March 21st, 2011
As I’m wont to do before a show, I was at a bar with a book and a beer. The bar was the Hard Rock Cafe where they charge $6.25 for a pint of Mannys. OK then, won’t be drinking there very often. The book was The Captain is Out to Lunch and the Sailors Have Taken Over the Ship, Charles Bukowski, a posthumously published journal of sorts and my go to read for the quiet pre-gig moments. The gig was Kirsten Ward and Gary Westlake opening for the Paperboys at the Showbox at the Market on St. Patrick’s Day. I’d seen the duo perform at the Seattle Gibson Showroom in January which was an intimate evening, small, cozy, like being gathered in a friend’s basement and someone just picking up the acoustic from the corner and strumming out a few beautiful tunes. When I heard about the Showbox gig, I was excited. She’s a favorite of mine recently, and I wanted to hear the music in a larger setting, an amplified setting where even the quieter tunes would fill the room with sound impossible not to hear.
So I read a few pages, finished the beer, and headed over to the show getting there just as Ward and Westlake were stepping onto the stage. They tuned as I situated myself. Then they started in with my favorite, San Sebastian, but rather than acoustic, Westlake was playing a Gibson Firebird with a bit of overdrive. There was an edge to the sound not heard on the CD or at the Gibson show. The intimacy was there, Ward’s songs lend themselves to such no matter the setting, but the sound was of course bigger, enveloping, that edge soothing, like a knife spreading butter on a toasted bagel. After the second song, Ward spoke to the audience, “This is the intimate beginning.” Indeed, it was.
Later, Ward recounted a time in Cannon Beach that involved lots of rain, lots of Patron, and Deliverance. “It was four days of hell,” she said to laughs, “but then we finally got to some song writing and came up with this. This one’s called How to Love Me,” and they started into it. It’s a beautiful soft song, and listening to it and the songs that followed, I was reminded of the Bukowski I’d been reading earlier. He’d been going on about not being able to find any decent music on the radio, about hitting the button again and again to find nothing, something we’ve all experienced, about the great music of the centuries falling on deaf ears, “Think of all the people alive who have never heard decent music. No wonder their faces are falling off, no wonder they kill thoughtlessly, no wonder the heart is missing.” He should have heard Ward and Westlake do one of these sets.

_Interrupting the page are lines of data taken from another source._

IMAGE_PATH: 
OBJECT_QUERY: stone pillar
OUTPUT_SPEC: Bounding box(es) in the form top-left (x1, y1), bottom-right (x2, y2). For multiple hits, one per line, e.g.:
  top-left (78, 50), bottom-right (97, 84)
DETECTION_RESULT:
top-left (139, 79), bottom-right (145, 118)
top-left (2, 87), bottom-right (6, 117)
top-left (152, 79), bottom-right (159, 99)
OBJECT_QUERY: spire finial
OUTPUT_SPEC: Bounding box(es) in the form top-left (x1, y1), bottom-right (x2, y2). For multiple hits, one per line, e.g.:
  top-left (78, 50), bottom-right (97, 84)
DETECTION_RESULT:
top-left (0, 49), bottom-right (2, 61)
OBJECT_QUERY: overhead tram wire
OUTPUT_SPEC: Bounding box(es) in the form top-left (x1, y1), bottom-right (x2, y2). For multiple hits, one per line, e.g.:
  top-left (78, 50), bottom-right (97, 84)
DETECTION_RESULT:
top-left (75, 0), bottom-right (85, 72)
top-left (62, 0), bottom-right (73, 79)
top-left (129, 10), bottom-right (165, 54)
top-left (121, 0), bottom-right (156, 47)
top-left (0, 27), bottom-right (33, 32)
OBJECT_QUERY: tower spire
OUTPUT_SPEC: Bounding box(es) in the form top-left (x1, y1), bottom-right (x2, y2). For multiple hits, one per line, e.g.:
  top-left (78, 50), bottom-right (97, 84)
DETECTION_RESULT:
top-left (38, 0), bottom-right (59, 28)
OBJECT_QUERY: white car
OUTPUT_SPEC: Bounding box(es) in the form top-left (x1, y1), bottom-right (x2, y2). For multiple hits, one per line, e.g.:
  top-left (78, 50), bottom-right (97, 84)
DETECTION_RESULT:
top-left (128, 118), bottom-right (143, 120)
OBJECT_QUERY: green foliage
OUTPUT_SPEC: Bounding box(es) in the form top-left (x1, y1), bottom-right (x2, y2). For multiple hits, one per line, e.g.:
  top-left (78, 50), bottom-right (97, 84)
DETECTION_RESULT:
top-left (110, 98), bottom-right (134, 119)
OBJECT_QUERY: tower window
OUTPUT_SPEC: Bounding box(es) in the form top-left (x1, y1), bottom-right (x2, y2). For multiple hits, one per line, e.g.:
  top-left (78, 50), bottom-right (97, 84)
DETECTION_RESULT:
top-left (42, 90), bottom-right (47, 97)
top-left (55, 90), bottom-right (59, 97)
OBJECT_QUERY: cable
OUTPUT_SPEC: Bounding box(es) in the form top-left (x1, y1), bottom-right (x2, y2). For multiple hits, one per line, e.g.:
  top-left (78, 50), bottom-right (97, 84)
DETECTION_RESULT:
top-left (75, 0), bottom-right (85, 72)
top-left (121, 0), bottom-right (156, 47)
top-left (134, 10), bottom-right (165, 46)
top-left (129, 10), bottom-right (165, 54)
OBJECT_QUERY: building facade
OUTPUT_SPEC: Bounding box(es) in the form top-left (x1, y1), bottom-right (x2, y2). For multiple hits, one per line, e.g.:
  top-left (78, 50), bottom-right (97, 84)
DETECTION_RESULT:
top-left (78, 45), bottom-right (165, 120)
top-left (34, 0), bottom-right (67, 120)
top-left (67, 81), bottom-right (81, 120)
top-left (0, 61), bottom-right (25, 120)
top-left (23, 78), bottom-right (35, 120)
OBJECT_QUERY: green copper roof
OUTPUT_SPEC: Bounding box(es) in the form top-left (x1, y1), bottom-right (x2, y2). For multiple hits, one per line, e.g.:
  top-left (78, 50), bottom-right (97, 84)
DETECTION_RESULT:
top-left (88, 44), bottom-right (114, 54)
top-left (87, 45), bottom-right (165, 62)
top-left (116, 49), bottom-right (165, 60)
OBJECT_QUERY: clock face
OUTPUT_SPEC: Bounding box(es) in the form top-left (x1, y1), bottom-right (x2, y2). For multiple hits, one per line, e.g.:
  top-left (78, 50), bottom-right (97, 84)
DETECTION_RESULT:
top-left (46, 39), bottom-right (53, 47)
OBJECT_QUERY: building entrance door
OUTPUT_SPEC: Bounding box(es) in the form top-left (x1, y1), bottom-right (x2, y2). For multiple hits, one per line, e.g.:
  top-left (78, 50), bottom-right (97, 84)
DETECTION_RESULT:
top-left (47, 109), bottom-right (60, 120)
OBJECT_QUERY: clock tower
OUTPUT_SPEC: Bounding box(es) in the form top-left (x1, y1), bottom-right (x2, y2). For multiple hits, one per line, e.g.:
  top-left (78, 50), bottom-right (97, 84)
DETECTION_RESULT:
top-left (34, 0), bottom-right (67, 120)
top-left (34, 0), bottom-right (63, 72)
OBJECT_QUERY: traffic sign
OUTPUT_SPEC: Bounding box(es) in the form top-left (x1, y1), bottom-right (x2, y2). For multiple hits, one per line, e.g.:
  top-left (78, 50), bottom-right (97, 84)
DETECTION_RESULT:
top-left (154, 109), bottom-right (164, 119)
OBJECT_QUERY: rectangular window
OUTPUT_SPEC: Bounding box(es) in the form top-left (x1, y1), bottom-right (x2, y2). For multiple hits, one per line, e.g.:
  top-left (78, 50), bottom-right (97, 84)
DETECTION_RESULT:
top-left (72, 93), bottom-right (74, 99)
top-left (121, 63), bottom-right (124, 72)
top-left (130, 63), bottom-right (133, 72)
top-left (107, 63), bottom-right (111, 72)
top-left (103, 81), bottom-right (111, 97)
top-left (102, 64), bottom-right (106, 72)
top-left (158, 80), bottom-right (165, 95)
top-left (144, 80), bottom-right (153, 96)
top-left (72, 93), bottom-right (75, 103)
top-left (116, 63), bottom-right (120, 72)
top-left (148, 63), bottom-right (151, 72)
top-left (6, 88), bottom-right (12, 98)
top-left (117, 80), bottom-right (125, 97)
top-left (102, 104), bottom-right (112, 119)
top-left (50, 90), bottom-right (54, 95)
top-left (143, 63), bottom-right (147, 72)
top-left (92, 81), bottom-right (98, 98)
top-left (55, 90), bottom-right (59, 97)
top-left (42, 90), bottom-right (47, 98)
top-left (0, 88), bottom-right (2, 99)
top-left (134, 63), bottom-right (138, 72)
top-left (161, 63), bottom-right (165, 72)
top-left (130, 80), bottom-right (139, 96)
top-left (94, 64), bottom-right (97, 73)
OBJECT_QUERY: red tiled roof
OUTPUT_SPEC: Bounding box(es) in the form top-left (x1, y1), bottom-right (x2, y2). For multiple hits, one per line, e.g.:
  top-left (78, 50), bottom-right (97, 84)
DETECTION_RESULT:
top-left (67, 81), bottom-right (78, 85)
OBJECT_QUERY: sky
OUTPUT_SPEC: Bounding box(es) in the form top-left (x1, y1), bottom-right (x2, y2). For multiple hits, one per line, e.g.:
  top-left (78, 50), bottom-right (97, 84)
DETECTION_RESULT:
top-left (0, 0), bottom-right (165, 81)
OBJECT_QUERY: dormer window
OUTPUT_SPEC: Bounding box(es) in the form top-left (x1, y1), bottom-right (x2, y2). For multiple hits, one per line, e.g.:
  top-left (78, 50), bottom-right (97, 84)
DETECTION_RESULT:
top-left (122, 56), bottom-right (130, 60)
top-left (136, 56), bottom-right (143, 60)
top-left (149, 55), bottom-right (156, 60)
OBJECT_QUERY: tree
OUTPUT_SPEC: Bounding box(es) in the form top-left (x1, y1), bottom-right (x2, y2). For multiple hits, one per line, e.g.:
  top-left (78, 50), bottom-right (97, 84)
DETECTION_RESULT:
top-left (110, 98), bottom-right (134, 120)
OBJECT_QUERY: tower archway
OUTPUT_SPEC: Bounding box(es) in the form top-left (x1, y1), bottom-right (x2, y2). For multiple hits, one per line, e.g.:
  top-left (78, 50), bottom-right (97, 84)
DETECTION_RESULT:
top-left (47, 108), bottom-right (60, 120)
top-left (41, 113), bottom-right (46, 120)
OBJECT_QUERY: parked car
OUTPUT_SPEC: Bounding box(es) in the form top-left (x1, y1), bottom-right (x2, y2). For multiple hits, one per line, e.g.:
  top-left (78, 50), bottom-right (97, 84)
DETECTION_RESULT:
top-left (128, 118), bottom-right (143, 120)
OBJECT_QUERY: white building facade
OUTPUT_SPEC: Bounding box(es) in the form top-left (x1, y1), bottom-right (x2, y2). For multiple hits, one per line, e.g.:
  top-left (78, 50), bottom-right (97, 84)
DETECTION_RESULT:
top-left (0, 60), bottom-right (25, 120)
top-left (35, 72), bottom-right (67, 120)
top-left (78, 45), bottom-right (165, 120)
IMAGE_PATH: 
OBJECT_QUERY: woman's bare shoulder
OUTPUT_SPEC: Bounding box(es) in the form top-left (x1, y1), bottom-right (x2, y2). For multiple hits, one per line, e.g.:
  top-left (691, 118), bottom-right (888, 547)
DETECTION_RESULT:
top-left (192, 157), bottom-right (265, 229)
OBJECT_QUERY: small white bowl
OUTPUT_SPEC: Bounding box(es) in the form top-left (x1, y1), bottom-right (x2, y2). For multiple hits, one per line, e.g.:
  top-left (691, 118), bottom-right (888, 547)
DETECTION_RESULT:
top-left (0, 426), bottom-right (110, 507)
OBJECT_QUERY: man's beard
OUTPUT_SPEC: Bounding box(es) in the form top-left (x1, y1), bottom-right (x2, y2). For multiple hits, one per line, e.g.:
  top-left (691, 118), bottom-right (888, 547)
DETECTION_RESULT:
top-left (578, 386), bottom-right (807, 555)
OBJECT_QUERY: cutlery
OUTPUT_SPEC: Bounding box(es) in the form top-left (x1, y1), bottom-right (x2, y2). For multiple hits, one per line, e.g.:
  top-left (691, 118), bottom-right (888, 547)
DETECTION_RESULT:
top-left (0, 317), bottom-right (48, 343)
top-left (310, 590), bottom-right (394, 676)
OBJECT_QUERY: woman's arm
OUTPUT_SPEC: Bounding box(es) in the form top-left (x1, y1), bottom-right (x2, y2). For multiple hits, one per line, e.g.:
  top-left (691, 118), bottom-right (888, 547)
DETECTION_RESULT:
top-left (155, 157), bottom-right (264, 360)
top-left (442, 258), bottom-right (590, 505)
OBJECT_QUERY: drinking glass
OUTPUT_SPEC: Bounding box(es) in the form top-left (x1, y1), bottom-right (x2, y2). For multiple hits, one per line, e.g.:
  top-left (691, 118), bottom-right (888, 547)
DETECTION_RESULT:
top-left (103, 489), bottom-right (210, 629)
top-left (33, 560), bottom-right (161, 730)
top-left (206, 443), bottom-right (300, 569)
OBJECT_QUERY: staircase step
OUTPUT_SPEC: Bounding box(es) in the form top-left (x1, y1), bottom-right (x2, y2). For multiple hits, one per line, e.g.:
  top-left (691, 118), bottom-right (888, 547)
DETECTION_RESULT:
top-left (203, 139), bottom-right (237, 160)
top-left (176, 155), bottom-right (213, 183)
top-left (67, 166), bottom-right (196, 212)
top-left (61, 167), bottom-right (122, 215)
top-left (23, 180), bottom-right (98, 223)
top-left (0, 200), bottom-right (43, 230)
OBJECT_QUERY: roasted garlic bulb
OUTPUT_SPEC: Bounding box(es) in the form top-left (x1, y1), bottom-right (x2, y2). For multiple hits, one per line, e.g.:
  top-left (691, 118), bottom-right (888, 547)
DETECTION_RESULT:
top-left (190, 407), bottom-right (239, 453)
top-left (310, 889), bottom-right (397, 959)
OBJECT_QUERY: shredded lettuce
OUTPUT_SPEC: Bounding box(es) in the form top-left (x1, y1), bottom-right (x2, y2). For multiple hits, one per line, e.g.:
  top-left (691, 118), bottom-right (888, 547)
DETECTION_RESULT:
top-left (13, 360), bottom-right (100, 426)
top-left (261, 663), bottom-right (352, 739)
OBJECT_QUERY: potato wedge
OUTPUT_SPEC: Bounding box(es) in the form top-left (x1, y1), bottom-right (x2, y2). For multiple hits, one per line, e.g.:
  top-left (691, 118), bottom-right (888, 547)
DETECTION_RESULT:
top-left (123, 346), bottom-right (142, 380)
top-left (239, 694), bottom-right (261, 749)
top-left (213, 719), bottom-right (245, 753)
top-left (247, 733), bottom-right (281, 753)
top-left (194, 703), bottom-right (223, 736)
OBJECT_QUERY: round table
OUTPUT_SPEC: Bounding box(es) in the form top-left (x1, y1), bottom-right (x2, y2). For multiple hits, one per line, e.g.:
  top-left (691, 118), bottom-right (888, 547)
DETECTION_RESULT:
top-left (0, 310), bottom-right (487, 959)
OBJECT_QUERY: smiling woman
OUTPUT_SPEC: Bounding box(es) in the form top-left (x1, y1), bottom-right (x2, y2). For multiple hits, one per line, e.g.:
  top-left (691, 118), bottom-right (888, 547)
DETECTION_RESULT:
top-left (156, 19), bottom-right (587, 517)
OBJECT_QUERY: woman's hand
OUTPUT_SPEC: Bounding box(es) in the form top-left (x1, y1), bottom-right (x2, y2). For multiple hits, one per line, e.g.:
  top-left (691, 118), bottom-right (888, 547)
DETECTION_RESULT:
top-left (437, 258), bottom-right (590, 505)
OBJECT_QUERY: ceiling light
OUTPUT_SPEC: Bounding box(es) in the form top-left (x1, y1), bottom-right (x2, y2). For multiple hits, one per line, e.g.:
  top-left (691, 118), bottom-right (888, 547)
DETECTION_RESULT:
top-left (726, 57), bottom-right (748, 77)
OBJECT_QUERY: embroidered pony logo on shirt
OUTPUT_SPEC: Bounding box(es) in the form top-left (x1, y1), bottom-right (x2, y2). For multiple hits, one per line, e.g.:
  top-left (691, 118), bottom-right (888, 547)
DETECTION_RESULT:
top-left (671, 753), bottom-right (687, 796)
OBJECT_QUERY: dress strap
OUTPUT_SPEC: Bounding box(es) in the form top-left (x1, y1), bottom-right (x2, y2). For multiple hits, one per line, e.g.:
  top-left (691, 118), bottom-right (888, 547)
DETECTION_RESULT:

The music went on. The heads bobbed. A few danced, but most just listened and let the music do its thing. Near the end, Ward asked, “Feeling intimate?” There was a “whoo!” from somewhere in the audience. Ward continued, “Last time I asked someone that, he walked out the door.” There were laughs. “This one’s called Drive Away.” She started playing but stopped, “Whoa! Something’s not right.” She laughed. There were more laughs from the audience as she tuned. There was again a “whoo!” from somewhere in the audience. They started again, nailed it. The show was much bigger than the Gibson show, but Ward somehow still made it feel small, more like she was performing down in the Green Room under the Showbox rather than up there on the main stage.
When the set was over, they stepped quickly off the stage. The intimate beginning was done, but for me that was the whole of the night. I left and walked up first avenue singing, “All I wanna do is drive away from here.” It’s music that should be on the radio somewhere, music that will give one heart and, perhaps more importantly, keep faces from falling off.